IF 0.8 2区数学 Q2 MATHEMATICS

Journal of Algebra

Pub Date : 2025-11-20 DOI: 10.1016/j.jalgebra.2025.10.052

Naihuan Jing , Yu Wu

In this paper, we use vertex operator techniques to compute character values on unipotent classes of

{GL}_{n} (F_{q})

. By realizing the Grothendieck ring

R_{G} = ⨁_{n \geq 0}^{\infty} R ({GL}_{n} (F_{q}))

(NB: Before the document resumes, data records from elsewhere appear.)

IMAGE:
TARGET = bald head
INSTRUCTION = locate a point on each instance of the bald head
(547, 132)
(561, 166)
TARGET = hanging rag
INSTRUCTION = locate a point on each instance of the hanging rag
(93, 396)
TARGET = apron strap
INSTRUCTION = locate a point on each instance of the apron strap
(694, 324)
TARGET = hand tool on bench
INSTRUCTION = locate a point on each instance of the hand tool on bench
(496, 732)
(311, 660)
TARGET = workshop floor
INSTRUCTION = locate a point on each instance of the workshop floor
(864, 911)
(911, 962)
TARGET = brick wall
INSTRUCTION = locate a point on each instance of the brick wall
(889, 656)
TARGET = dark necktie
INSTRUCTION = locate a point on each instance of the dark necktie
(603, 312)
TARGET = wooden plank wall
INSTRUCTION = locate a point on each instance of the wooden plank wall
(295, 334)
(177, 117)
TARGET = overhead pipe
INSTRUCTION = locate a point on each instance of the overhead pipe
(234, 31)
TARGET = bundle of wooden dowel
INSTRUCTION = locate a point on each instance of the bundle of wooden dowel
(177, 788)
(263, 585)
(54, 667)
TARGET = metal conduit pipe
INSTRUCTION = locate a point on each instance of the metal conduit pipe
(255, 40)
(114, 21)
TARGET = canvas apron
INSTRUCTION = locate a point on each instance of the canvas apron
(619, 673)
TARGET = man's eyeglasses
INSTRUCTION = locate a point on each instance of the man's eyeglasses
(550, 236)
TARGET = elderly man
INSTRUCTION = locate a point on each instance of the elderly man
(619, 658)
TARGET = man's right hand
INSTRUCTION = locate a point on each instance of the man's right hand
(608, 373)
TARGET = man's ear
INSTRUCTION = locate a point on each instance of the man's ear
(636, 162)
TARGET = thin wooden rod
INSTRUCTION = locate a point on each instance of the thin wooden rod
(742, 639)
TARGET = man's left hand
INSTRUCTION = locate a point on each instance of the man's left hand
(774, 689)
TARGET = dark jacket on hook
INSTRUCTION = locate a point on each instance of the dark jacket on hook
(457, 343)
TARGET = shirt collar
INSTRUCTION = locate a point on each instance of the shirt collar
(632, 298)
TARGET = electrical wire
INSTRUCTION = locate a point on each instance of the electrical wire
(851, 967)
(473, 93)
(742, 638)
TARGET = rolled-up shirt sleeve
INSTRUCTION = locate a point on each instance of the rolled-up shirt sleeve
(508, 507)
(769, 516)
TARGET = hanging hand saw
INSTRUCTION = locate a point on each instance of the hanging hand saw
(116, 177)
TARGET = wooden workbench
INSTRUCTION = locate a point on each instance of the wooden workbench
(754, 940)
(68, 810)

as Fock spaces, we formulate the Murnaghan-Nakayama rule of

{GL}_{n} (F_{q})

between Schur functions colored by an orbit ϕ of linear characters of

{\overline{F}}_{q}

and another orbit of modified Hall-Littlewood functions colored by

f_{1} = t - 1

under the Frobenius automorphisms. Our formulation of character values using vertex operators offers a practical approach for computing special values at unipotent classes for

{GL}_{n} (F_{q})

. As an application, these vertex-algebraic techniques allow us to derive the Steinberg characters of

{GL}_{n} (F_{q})

, results that were previously obtained by Curtis, Lehrer, and Tits through the geometry of homology groups of spherical buildings, and by Springer and Zelevinsky via the theory of Hopf algebras.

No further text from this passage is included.